The ODA portfolio review report released by the NEDA showed loans and grants received by the country went up by 15 percent last year from $32.40 billion in 2022.
NEDA Undersecretary Joseph Capuno said in a press briefing yesterday that of the active ODA portfolio last year, there were 113 loans amounting to $35.07 billion.
There were also 325 grants worth $2.22 billion last year.
ODA covers loans or grants aimed at promoting the country’s economic development.
These loans or grants are sourced from governments of foreign countries with whom the Philippines has diplomatic, trade relations or bilateral agreements, or which are members of the United Nations, their agencies and international or multilateral lending institutions.
The Philippines’ ODA includes 13 new program loans amounting to $6 billion and 17 new project loans worth $6.08 billion.
Among the new program loans is a $1-billion allocation for the Post-COVID-19 Business and Employment Recovery Program aimed at stimulating job creation and economic growth, which were both severely affected by the pandemic.

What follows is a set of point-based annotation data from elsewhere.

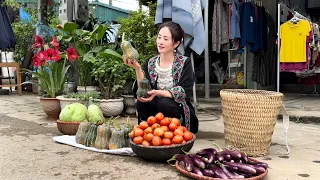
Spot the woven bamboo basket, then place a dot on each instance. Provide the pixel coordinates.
(249, 118)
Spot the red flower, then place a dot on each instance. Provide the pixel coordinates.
(38, 42)
(72, 53)
(38, 59)
(55, 42)
(51, 54)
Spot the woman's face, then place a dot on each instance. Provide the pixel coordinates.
(165, 41)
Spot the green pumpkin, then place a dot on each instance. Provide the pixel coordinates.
(101, 141)
(117, 138)
(91, 136)
(142, 91)
(82, 132)
(128, 51)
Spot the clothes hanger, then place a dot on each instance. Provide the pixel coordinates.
(295, 19)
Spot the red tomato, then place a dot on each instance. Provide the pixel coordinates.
(143, 125)
(168, 135)
(173, 126)
(175, 120)
(165, 122)
(138, 140)
(166, 142)
(187, 136)
(177, 139)
(159, 116)
(156, 141)
(158, 132)
(151, 120)
(164, 128)
(178, 132)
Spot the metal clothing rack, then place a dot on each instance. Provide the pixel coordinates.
(18, 74)
(295, 13)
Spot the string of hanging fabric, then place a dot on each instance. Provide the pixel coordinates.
(298, 46)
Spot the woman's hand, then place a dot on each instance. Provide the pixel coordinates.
(152, 93)
(131, 63)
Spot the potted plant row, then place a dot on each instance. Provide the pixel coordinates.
(82, 98)
(50, 62)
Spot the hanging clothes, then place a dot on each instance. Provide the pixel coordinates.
(300, 66)
(188, 14)
(265, 61)
(235, 20)
(7, 38)
(293, 41)
(248, 25)
(220, 35)
(261, 30)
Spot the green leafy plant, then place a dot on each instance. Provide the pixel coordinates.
(140, 29)
(108, 70)
(85, 41)
(24, 30)
(83, 96)
(51, 70)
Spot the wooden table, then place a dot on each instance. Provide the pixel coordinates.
(17, 66)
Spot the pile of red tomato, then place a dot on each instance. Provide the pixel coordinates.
(160, 131)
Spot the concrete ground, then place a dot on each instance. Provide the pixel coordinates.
(27, 150)
(302, 108)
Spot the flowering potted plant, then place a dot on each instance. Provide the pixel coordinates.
(51, 72)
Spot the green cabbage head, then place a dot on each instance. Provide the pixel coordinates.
(75, 112)
(95, 114)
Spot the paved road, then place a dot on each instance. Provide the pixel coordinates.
(27, 150)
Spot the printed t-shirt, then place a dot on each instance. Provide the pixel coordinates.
(293, 41)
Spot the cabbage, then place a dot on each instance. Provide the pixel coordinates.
(95, 114)
(75, 112)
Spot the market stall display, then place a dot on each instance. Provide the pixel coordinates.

The country also secured 57 new ODA grants worth $240.53 million in 2023.
The NEDA said these grants are designed to enhance the capacities of the government and local stakeholders in public service delivery and in addressing developmental challenges including inequitable growth, vulnerability to natural disasters, lack of access to education and limited innovation.
When it comes to Philippine ODA sources, Japan ranked first with a 32.36 percent share amounting to $12.07 billion last year.
The Asian Development Bank placed second with 30.65 percent or $11.43 billion, followed by the World Bank with 21.95 percent or $8.19 billion.
By sector, infrastructure received the biggest share of total ODA last year with 54.59 percent or $20.36 billion.
In terms of scope, 39.10 percent or $14.58 billion of ODA last year had nationwide coverage, while 28.56 percent or $10.65 billion were region-specific and 32.34 percent or $12.06 billion covered multiple regions.
“We have made significant progress in securing and utilizing our funding sources. We are committed to ensuring that these funds are efficiently spent by addressing critical challenges such as procurement delays and problems in right-of-way acquisitions. This underscores the need for a whole-of-government approach, coupled with assistance from our other development partners, to implement strategic interventions and enhance our project management practices,” NEDA Secretary Arsenio Balisacan said.